Je suis une butineuse par nature et je n'ai pas d'espace végétal particulier auquel je me tiens. Où que je sois, je trouve l'occasion d'explorer la végétation qui façonne les écosystèmes. Lors de mes voyages, j'ai la curiosité de rechercher les espèces invasives. Comme les McDonalds, on peut en trouver partout où l'on va. Je me sens en sécurité et tranquille entourée de plantes. Là où elles poussent, il y a de l'espoir pour la continuation de la vie.

      ৩ Pouvez-vous me parler un peu de Trajna, et de la manière dont elle est vécue par les habitants de Ljubljana ?

Trajna a été créé en 2017 sous la forme d'une coopération créative entre moi et mon collègue Andrej Koruza. À l'époque de notre rencontre, j'explorais intensément les propriétés utiles de la renouée du Japon (Fallopia japonica) et Andrej travaillait en tant qu'artiste et artisan interactif.
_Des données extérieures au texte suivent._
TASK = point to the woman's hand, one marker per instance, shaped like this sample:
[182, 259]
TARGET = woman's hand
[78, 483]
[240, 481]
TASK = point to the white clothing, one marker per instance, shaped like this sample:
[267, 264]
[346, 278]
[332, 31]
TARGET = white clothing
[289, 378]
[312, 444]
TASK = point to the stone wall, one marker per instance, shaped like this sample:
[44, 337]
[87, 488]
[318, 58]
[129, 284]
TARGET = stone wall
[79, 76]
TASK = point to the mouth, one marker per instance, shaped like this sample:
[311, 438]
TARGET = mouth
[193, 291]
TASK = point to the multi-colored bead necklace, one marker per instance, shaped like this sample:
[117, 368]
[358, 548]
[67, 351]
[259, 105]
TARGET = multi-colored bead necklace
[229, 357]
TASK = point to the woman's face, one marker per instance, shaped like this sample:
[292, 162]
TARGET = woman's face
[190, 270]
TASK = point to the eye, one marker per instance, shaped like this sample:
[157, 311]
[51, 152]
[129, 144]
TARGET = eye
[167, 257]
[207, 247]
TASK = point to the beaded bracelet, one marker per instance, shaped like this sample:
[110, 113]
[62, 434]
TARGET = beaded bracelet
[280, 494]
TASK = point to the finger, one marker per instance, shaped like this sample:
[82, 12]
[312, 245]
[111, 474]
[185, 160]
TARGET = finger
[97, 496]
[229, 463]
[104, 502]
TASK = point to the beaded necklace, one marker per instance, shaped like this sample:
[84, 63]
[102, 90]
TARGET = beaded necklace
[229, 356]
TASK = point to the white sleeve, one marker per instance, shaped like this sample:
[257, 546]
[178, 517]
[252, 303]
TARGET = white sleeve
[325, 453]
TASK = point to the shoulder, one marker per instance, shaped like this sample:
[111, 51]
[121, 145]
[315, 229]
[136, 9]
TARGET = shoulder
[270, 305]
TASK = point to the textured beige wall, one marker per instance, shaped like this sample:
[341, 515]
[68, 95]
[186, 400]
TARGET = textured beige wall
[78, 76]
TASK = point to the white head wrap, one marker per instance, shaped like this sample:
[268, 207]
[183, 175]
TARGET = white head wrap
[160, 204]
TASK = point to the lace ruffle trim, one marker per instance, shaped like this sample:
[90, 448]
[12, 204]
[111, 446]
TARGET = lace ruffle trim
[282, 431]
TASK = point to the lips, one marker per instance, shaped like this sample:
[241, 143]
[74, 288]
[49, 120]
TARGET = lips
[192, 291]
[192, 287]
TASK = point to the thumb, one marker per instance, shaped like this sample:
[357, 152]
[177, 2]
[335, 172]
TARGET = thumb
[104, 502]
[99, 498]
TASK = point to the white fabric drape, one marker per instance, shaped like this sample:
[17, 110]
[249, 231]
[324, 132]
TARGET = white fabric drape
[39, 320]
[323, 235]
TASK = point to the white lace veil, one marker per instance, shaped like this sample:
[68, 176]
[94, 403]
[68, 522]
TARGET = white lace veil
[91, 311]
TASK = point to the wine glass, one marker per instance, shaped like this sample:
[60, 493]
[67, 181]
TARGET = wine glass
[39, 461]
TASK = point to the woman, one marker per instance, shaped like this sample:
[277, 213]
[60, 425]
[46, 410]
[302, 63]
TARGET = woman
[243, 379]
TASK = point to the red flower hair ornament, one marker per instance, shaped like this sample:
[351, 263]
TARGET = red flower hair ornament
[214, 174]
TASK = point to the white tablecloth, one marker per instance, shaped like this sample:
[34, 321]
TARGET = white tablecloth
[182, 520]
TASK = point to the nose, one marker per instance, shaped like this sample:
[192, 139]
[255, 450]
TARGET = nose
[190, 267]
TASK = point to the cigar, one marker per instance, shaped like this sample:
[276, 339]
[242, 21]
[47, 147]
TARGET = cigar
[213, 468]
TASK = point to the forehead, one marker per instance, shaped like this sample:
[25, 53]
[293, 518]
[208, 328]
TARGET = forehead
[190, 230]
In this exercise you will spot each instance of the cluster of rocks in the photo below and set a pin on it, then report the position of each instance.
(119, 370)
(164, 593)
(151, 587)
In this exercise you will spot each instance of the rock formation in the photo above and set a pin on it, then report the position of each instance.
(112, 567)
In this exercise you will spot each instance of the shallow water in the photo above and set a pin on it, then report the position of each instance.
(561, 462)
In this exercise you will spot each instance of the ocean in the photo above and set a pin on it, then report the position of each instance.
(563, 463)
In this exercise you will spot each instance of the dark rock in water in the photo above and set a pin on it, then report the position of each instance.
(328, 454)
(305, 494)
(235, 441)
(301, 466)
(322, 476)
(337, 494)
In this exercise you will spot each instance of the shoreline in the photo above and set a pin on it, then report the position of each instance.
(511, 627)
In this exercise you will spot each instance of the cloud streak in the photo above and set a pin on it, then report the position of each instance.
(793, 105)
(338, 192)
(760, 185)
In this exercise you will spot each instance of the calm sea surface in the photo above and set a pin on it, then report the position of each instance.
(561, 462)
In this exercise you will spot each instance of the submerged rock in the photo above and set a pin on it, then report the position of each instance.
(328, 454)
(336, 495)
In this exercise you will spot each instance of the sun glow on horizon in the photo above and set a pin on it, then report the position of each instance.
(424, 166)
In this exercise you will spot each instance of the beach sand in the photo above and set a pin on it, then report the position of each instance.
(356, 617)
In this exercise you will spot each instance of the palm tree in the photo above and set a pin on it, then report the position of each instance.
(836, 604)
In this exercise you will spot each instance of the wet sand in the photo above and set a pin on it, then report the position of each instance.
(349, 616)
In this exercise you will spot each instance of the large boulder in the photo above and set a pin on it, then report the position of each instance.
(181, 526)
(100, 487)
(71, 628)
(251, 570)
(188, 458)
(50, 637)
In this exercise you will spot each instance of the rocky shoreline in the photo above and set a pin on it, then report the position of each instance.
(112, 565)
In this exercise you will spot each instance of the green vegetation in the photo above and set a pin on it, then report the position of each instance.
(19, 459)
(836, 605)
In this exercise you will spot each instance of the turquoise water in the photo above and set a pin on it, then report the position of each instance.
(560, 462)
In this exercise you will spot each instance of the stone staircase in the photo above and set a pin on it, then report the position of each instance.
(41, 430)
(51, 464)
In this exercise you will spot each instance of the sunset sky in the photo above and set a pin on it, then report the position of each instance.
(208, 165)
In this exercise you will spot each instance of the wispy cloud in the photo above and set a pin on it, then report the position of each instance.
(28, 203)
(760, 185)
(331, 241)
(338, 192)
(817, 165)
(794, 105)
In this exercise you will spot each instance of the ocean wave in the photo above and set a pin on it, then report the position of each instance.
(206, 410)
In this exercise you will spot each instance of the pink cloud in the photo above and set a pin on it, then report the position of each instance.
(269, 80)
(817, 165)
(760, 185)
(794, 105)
En fusionnant spontanément nos compétences et nos intérêts, nous avons créé Symbiocene, un projet pour lequel nous avons utilisé le bois de l'envahissant arbre du paradis (Ailanthus altissima) pour créer une série de ruches. Par ce geste artistique, nous voulions proposer une façon d'utiliser les plantes invasives pour soutenir, au lieu de détruire nos écosystèmes (les abeilles représentant des espèces clés pour le maintien de notre biodiversité planétaire). Symbiocene a été le point de départ de notre ONG Trajna, qui se concentre aujourd'hui de manière presque obsessionnelle sur l'exploration de moyens créatifs et durables de travailler avec les plantes envahissantes. Au cours des trois dernières années, nous avons fait partie du projet APPLAUSE, dans lequel neuf partenaires sont à l'avant-garde d'un modèle économique circulaire en utilisant la biomasse des plantes envahissantes qui poussent dans la ville de Ljubljana. Dans ce projet, Trajna est chargée de développer une série de produits en bois et en papier à partir de plantes invasives et d'animer des ateliers créatifs. Une fois le confinement terminé, nous commencerons à mettre en place notre propre espace de production, un laboratoire pour travailler avec des communautés humaines et plus qu'humaines, qui se trouvera sur l'un des sites de construction négligés de Ljubljana. Enfin, comme nous voulons renforcer la résilience de notre ONG et fonder notre pratique sur des économies diverses, nous avons lancé un projet plutôt commercial - la marque de papier Notweed - à travers lequel nous commercialisons des alternatives de papier durable fabriqué à partir de plantes envahissantes.